İtalyan astronom Giuseppe Piazzi, Mars ve Jüpiter arasında ufak bir gezegen tespit etti. Daha sonra adlandırıldığı adıyla: Ceres.

Bu tespit özellikle astronomi dünyası için önemliydi. Genç bir matematikçinin de adını dünyaya duyurması için aradığı fırsattı. 

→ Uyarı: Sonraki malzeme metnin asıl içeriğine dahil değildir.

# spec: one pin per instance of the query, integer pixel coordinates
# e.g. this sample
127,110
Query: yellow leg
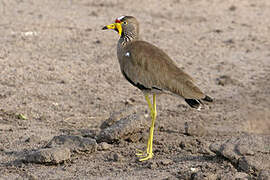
153,111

Yıllar önce; 1596’da yayımlanan ‘Kozmik Gizem’ adlı eserinde ünlü astronom Kepler, Mars ve Jüpiter arasındaki boşluğa (böyle bir şey görmemesine rağmen) yeni bir gezegen yerleştirdiğini söylemişti. Çünkü gezegenler arasındaki mesafelerde bir oran bulma konusunda takıntılıydı ve Mars ile Jüpiter arasındaki boşluğa bir gezegen eklemesi işini kolaylaştırıyordu. (Gerçekten de Mars ve Jüpiter arasında büyük bir boşluk vardır) Bu gezegeni görmemişti ama Yaratıcı’nın düzenli yarattığına inancı sonsuzdu. ‘Tanrı, neden gezegenlerin yörüngelerini matematiksel olarak bu şekilde tayin etmişti?’ diye sormuştu kendisine. Böylece Mars ve Jüpiter arasında bir gezegen olabileceği fikrini ortaya atan ilk kişi olmuştu Kepler. Matematik profesörü Maestlin’e yazdığı mektupta Kepler ‘Başkaları işimi ne kadar çok geliştirirse o kadar mutlu olurum’ demişti. Ardından gelenler onun yanıtladığı cevapları geliştirdiler ve sorduğu sorulara cevap aradılar.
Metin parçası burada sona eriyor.